I think that all of the participating artists have a really high sensibility and openness – one could almost say they have a fragility about them. 

This exhibition has lots of entry points, and each artist clearly has his or her own vision, but all of the works are so strongly in dialogue with each other that they almost become as words in one and the same poem.

I always have been interested in creating new modes between already existing works and new productions. It is really inspiring and intriguing to create new contexts and narratives with works form different time frames. Paul Kuimet and Dénes Farkas, with their new productions, have really strayed away from what they usually do, and it is so exciting – it is like entering some unknown phase. And at the same time, Mare Vint’s drawings and lithographies from the seventies and eighties being in a dialogue with Gaillard's video work, is just so exciting for me.

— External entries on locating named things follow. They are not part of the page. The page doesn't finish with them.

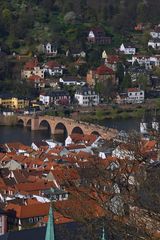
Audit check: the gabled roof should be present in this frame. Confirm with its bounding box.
[24,58,38,70]
[96,65,114,75]
[28,74,43,81]
[45,61,60,69]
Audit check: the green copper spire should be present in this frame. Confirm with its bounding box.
[45,205,55,240]
[101,227,107,240]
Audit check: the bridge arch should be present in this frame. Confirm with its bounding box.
[17,119,24,126]
[26,119,32,128]
[71,126,84,134]
[39,119,51,132]
[91,131,101,137]
[54,122,68,136]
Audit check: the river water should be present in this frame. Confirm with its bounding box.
[0,118,140,145]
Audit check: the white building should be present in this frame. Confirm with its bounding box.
[119,43,136,55]
[148,38,160,50]
[43,43,57,57]
[59,77,86,86]
[74,87,99,107]
[129,55,160,70]
[126,88,144,103]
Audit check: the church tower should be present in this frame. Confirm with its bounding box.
[45,206,55,240]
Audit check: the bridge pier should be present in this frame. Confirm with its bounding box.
[31,117,39,131]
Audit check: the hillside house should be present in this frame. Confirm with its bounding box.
[150,24,160,38]
[59,76,86,86]
[148,38,160,50]
[43,42,58,57]
[129,55,160,70]
[39,90,70,105]
[119,43,136,55]
[74,87,99,107]
[87,27,112,45]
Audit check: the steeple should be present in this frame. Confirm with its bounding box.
[45,205,55,240]
[101,227,107,240]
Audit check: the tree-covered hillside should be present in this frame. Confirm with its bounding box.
[0,0,160,53]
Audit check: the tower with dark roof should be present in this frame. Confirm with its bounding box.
[45,205,55,240]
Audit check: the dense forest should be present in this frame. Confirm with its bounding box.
[0,0,160,53]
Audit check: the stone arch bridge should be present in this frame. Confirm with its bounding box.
[17,115,118,140]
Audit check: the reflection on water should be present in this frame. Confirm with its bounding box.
[0,118,140,145]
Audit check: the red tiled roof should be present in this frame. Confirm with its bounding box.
[28,74,43,81]
[24,59,38,70]
[45,61,60,69]
[128,88,140,92]
[96,65,114,75]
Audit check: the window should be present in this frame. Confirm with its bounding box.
[29,218,33,223]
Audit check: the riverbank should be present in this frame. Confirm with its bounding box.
[0,115,17,126]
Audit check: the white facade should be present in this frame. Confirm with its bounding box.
[129,55,160,69]
[45,67,63,76]
[75,91,99,107]
[39,95,50,105]
[119,43,136,55]
[43,43,57,56]
[59,78,86,86]
[112,146,135,160]
[126,88,144,103]
[148,39,160,49]
[150,31,160,38]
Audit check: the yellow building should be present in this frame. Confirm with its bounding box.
[0,96,29,109]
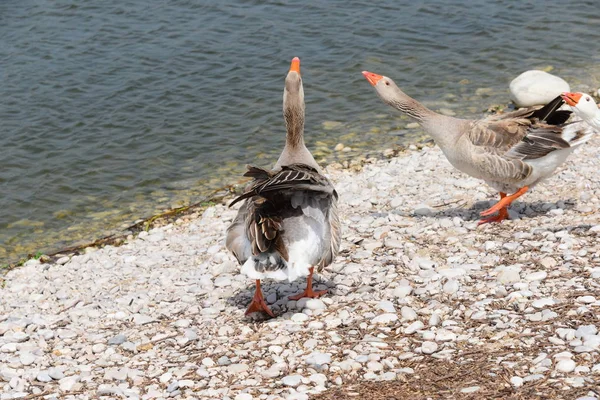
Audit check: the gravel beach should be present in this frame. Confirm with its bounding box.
[0,137,600,400]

Could you please tell us about the way in which the exhibition is arranged?

It is played out throughout the three floors of the Tartu Art Museum as separate chapters of the same book, but not necessarily following each other.

The first floor focuses more on the archeological method and approach, the second floor strips down the museum itself and reveals what it consist of, and the upper floor is sort of a final letting-go and a dissolving back into nature..to art.. the epilogue. Becoming. 

Along with the exhibition, there is a publication consisting of visual essays, poems, a novel, and thought fragments in which the protagonist is the leaning house. 

Could you please sketch out the exhibition’s unified feeling? 

Fragmented and complete. Ephemeral and present, but nevertheless, it is not full of contradictions.

I sense a sort of poetry in the exhibited works; they provide many entry points. The viewer is invited to travel into the museum-scape and to strip it down.

At the moment, I think it feels like a late summer breeze that carries both freedom and melancholy with it; but now I'm sounding too romantic, and also, tomorrow I might think in a totally different way and see it as a calculated deconstruction of walls, floors, ceilings, and layers of visual representation. Nevertheless, each time I enter it, I travel.